Meg habría querido decir que sí, más que nada en el mundo. Se apretó contra él y lo besó con toda su alma. Pero había recibido una educación occidental. El temor a lo que pudiera pasar en el futuro, le impedía aceptar su proposición.
Deshecha en lágrimas y destrozada porque su tiempo se acababa, gritó:
– ¿Crees que quiero dejarte? ¡Mi vida nunca volverá a ser la misma sin ti! -al decir esto, una máscara inexpresiva cubrió el rostro de Kon-. ¡No me mires así! No puedo soportarlo. Yo… ahorraré y trataré de volver el año que viene.
– No -dijo él con una intensidad que ella no comprendió-, no vuelvas. ¿Me oyes? -la sacudió con fuerza- ¡No vuelvas nunca!
– Pero…
– Es ahora o nunca.
Derrotada, Meg se derrumbó sollozando sobre él.
– Contigo, no tengo miedo. Pero si algo te ocurriera, no tendría adonde volver.
Él dio un hondo suspiro.
– Adiós, Meggie.
Se alejó por el pasillo.

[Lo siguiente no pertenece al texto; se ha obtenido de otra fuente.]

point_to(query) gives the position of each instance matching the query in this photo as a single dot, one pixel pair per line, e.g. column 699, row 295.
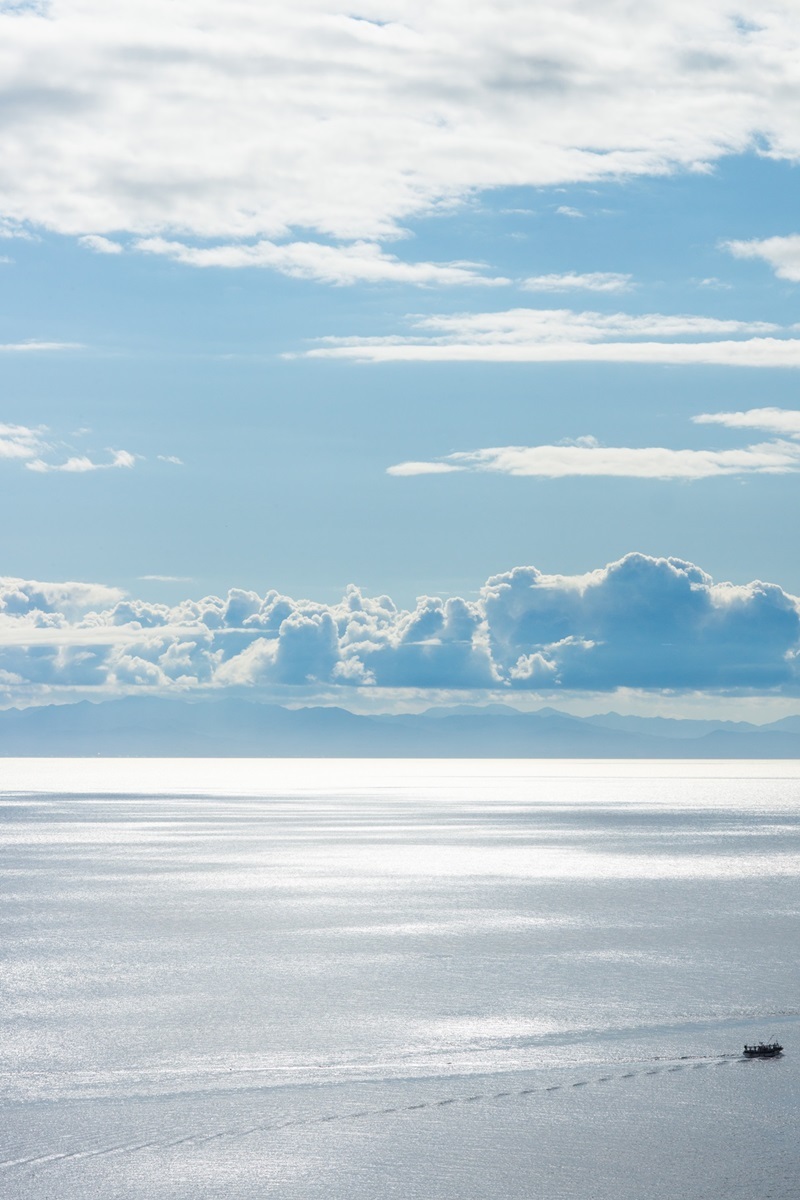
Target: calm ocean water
column 446, row 981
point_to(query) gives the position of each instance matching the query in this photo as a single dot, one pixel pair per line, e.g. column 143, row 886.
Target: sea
column 461, row 979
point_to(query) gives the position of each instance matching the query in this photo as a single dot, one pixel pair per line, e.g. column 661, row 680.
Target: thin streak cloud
column 587, row 457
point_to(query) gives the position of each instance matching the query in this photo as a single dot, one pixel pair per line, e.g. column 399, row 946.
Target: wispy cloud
column 624, row 462
column 34, row 347
column 781, row 253
column 593, row 281
column 350, row 127
column 563, row 335
column 166, row 579
column 587, row 457
column 773, row 420
column 356, row 263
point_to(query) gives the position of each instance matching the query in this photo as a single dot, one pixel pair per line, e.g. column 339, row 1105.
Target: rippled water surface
column 446, row 981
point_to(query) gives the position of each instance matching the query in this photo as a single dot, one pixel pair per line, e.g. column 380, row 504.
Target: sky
column 392, row 354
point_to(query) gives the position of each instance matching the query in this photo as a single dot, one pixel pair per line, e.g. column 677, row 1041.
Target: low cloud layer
column 642, row 623
column 585, row 456
column 566, row 335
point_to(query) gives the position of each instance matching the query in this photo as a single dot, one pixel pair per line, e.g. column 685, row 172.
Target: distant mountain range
column 157, row 727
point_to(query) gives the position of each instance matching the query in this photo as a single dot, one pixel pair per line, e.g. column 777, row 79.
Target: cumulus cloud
column 78, row 465
column 593, row 281
column 642, row 622
column 358, row 263
column 564, row 335
column 19, row 442
column 781, row 253
column 101, row 245
column 349, row 125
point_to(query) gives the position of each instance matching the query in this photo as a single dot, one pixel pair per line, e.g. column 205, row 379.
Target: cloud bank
column 349, row 124
column 565, row 335
column 647, row 623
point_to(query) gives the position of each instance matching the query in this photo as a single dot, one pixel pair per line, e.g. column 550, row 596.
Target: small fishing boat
column 763, row 1050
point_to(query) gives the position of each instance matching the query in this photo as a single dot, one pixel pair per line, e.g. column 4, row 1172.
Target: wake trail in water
column 193, row 1139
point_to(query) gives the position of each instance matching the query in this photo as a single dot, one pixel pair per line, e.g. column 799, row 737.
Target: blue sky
column 298, row 297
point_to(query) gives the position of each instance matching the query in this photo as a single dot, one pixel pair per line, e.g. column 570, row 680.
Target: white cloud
column 358, row 263
column 774, row 420
column 19, row 442
column 34, row 347
column 781, row 253
column 624, row 462
column 422, row 468
column 642, row 622
column 587, row 457
column 593, row 281
column 314, row 119
column 564, row 335
column 78, row 465
column 100, row 245
column 166, row 579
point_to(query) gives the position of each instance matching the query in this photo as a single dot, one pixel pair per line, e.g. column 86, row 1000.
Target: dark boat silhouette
column 763, row 1050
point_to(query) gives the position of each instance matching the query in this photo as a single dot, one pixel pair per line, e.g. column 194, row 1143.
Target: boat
column 763, row 1050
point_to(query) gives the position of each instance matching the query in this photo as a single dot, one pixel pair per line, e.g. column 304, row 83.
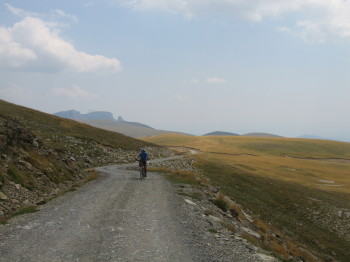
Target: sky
column 194, row 66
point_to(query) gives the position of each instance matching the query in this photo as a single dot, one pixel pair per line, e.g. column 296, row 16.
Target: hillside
column 106, row 121
column 43, row 155
column 125, row 128
column 261, row 135
column 97, row 115
column 301, row 187
column 220, row 133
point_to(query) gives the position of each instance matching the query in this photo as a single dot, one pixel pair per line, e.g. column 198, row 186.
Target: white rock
column 216, row 219
column 266, row 258
column 251, row 232
column 3, row 196
column 35, row 144
column 190, row 202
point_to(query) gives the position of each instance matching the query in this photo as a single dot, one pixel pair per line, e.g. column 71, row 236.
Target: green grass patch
column 46, row 126
column 24, row 210
column 221, row 203
column 194, row 195
column 212, row 230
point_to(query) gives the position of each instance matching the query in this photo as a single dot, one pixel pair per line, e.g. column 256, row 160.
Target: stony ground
column 120, row 218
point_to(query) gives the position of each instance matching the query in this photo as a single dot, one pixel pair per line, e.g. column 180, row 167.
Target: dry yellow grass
column 295, row 185
column 326, row 164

Un segundo después, desaparecería para siempre de su vida. Meg gritó su nombre, presa del pánico, pero fue gritar al viento.
Kon se había ido.
Capítulo 5
– ¡Mami! ¡Mami! ¿Por qué lloras?
Meg salió de su duermevela y, desorientada, miró a su hija con los ojos entrecerrados. Ya era de día.
– Creo que he tenido un mal sueño.
– ¿Por eso has dormido conmigo?
Meg dudó un momento y luego contestó:
– Sí.
– Deberías haber dormido con papá. Así no habrías tenido miedo. Melanie dice que su mamá y su papá duermen juntos, menos cuando se pelean. Entonces, él duerme en casa de su abuela. ¿Te has peleado con papá?
¿Había algún tema del que Melanie y Anna no hubieran hablado?
Meg dejó escapar un suspiro y, sin contestar, salió de la cama.
Anna debía de llevar algún tiempo levantada, porque llevaba puesta su camisa de terciopelo preferida, de color azul con corazones rosas, y unos pantalones a juego.